Aku sempat memegang tanganku yang kesakitan sambil terus memandangi punggung Azzam yang perlahan menjauh.
"Ayo ikut gue!" Aron berjalan begitu saja keluar kelas meninggalkanku, aku hanya bisa mengekorinya sambil terus berusaha menyamakan langkah besarnya.
Aku hanya menurut tanpa tau arah tujuan kami berjalan hingga sampai di UKS membuatku sempat tersadar.
"Duduk," titahnya akupun menurut dan dia beralih mengambil es batu yang berada diĀ kulkas dan membungkusnya di kain lalu meletakan di pergelanagn tanganku yang sedikit membiru.
"Adu sakit," rintihku.
"Makanya jadi orang jangan bego!" maki Aron melihatku kesakitan.
"Ya habisnya lu sih, sok kaya orang penting banget. Yah gue tau lu pemilik City World tapi seegaknya kan lu sekarang bukan berada didunia lo lagi, jadi jangan seenaknya!"

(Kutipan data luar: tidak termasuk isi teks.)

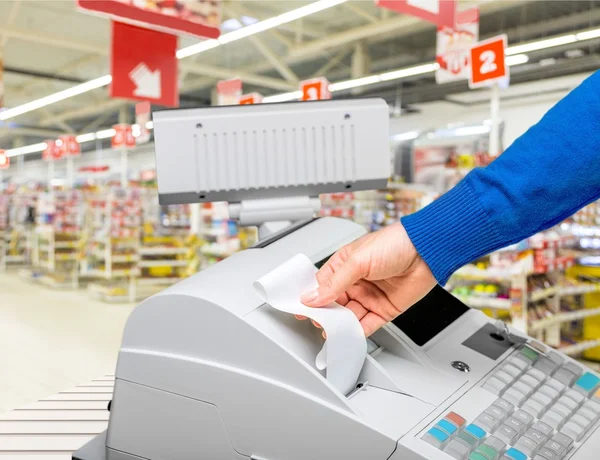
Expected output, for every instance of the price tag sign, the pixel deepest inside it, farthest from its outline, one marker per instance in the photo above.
(249, 99)
(315, 89)
(4, 160)
(488, 65)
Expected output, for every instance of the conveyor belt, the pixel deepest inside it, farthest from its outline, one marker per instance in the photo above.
(53, 428)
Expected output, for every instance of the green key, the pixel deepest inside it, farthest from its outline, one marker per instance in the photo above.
(477, 456)
(469, 439)
(530, 354)
(489, 452)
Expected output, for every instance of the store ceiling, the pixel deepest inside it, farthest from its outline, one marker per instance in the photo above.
(50, 46)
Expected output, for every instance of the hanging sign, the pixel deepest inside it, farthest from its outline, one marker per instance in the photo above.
(453, 50)
(123, 137)
(488, 65)
(200, 18)
(439, 12)
(68, 146)
(229, 92)
(4, 160)
(144, 65)
(142, 117)
(315, 89)
(251, 98)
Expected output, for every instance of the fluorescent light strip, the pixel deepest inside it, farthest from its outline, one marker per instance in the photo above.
(56, 97)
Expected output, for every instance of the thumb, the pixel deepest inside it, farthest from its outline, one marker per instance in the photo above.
(334, 284)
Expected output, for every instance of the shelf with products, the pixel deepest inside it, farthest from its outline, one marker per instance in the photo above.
(59, 238)
(113, 221)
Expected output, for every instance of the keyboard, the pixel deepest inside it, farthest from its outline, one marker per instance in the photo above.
(545, 406)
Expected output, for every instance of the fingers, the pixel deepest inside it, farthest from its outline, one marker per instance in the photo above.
(335, 280)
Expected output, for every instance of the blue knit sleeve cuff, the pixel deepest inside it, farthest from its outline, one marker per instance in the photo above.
(452, 231)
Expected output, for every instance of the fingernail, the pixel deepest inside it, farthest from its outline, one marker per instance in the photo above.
(309, 296)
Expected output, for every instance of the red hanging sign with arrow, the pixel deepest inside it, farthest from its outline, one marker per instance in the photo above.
(144, 65)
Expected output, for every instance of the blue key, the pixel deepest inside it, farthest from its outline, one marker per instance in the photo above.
(515, 454)
(447, 426)
(588, 382)
(475, 431)
(438, 434)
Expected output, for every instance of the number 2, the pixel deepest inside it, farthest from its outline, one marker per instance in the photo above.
(488, 62)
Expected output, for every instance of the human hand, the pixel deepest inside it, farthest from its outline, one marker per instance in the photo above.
(377, 276)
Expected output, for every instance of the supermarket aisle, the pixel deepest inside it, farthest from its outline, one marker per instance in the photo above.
(53, 340)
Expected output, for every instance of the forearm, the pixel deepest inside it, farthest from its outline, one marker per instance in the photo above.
(542, 178)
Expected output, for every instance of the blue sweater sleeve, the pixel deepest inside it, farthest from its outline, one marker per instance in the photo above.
(546, 175)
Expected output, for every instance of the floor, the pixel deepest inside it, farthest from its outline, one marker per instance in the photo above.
(53, 340)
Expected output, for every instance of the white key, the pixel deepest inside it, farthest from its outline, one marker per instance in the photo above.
(514, 397)
(494, 385)
(519, 363)
(554, 419)
(525, 389)
(573, 431)
(542, 399)
(550, 392)
(534, 408)
(512, 370)
(589, 414)
(581, 421)
(553, 383)
(504, 376)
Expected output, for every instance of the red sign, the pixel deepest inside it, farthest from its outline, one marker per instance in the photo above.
(142, 117)
(4, 160)
(123, 137)
(144, 65)
(229, 91)
(52, 152)
(440, 12)
(487, 62)
(68, 145)
(315, 89)
(249, 99)
(194, 17)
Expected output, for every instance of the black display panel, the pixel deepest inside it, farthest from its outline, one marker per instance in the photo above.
(430, 316)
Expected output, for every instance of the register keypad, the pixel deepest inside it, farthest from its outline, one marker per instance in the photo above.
(544, 406)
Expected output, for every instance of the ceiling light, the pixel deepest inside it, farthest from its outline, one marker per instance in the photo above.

"Lu ngomong apasih, pantes aja Rifki bilang lu gila! Dari tadi ngigau mulu gak jelas!"
Aku akhirnya tahu si pemilik nama laki-laki yang menghalauku tadi.
"Lu tuh yang gila! tiba-tiba ngilang! Lu pikir gue enggak tersiksa lu buat kayak gitu! Gue butuh alasan men!"
Aron sempat terdiam lalu memegang jidatku.
"Gue ga sakit!" Aku menghempasakan tangannya dengan kasar.
"Pacar lu ya, Ron?" Sahut lelaki yang dipanggil nama Rifki sebagai teman Aron datang memasuki UKS.
Aku membulatkan mataku tidak percaya dan tanpa sadar kami serempak bicara, "Enggak!"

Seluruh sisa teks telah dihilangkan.